Full disclosure: I do freelance work for Verum
Answering a very old question, yet it seems important that one
There is Go where CSPs are a fundamental part of the language. In the FAQ to Go, the authors write:
Concurrency and multi-threaded programming have a reputation for difficulty. We believe this is due partly to complex designs such as pthreads and partly to overemphasis on low-level details such as mutexes, condition variables, and memory barriers. Higher-level interfaces enable much simpler code, even if there are still mutexes and such under the covers.
One of the most successful models for providing high-level linguistic support for concurrency comes from Hoare's Communicating Sequential Processes, or CSP. Occam and Erlang are two well known languages that stem from CSP. Go's concurrency primitives derive from a different part of the family tree whose main contribution is the powerful notion of channels as first class objects. Experience with several earlier languages has shown that the CSP model fits well into a procedural language framework.
Projects implemented in Go are:
Docker
Google's download server
Many more
This style is ubiquitous on Unix where many tools are designed to process from standard in to standard out. I don't have any first hand knowledge of large systems that are build that way, but I've seen many small once-off systems that are
for instance this simple command line uses (at least) 3 processes.
cat list-1 list-2 list-3 | sort | uniq > final.list
This system is only moderately sized, but I wrote a protocol processor that strips away and interprets successive layers of protocol in a message that used a style very similar to this. It was an event driven system using something akin to cooperative threading, but I could've used multithreading fairly easily with a couple of added tweaks.
The program is proprietary (unfortunately) so I can't show off the source code.
In my opinion, this style is useful for some things, but usually best mixed with some other techniques. Often there is a core part of your program that represents a processing bottleneck, and applying various concurrency increasing techniques there is likely to yield the biggest gains.
Microsoft had a technology called ActiveMovie (if I remember correctly) that did sequential processing on audio and video streams. Data got passed from one filter to another to go from input to output format (and source/sink). Maybe that's a practical example??
The Wikipedia article looks to me like a lot of funny symbols used to represent somewhat pedestrian concepts. For very large or extensible programs, the formalism can be very important to check how the (sub)processes are allowed to interact.
For a 50,000 line class program, you're probably better off architecting it as you see fit.

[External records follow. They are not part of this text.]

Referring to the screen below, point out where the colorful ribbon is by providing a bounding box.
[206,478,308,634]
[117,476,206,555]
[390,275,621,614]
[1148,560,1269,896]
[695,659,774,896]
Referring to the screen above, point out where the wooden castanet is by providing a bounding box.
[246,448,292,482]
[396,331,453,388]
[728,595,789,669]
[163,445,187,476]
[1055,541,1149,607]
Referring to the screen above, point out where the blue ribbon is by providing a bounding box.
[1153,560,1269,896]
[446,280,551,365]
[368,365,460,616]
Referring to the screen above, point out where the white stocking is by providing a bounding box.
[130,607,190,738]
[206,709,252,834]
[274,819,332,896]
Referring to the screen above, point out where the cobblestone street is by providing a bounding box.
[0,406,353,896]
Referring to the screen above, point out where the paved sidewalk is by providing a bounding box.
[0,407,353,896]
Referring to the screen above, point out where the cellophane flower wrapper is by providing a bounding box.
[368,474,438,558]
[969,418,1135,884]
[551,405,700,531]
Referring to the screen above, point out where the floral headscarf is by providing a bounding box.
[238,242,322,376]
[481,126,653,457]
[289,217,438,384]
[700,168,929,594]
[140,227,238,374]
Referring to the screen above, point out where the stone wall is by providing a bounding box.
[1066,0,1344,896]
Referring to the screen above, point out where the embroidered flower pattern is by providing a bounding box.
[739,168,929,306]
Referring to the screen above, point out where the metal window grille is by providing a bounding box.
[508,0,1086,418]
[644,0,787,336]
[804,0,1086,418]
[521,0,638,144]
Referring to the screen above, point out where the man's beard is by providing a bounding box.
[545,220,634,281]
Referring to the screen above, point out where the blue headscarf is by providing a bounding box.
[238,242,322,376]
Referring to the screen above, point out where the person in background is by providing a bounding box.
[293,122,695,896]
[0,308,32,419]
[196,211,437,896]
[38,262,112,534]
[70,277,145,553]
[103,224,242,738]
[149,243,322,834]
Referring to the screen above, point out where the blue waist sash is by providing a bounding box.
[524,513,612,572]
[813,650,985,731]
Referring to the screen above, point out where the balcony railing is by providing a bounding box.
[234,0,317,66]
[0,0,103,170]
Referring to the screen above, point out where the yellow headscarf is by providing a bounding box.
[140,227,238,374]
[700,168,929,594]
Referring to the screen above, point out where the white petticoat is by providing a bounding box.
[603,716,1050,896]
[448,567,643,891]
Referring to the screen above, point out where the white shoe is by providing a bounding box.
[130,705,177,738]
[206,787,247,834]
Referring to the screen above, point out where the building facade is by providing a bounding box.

In general, following ideas such as these is a good idea in terms of performance. Persistent threads that process data in stages will tend not to contend, and exploit data locality well. Also, it is easy to throttle the threads to avoid data piling up as a fast stage feeds a slow stage: just block the fast one if its output buffer grows too big.
A little bit off-topic but for my thesis I used a tool framework called TERRA/LUNA which aims for software development for Embedded Control Systems but is used heavily for all sorts of software development at my institute (so only academical use here).
TERRA is a graphical CSP and software architecture editor and LUNA is both the name for a C++ library for CSP based constructs and the plugin you'll find in TERRA to generate C++ code from your CSP models.
It becomes very handy in combination with FDR3 (a CSP refinement checker) to detect any sort of (dead/life/etc) lock or even profiling.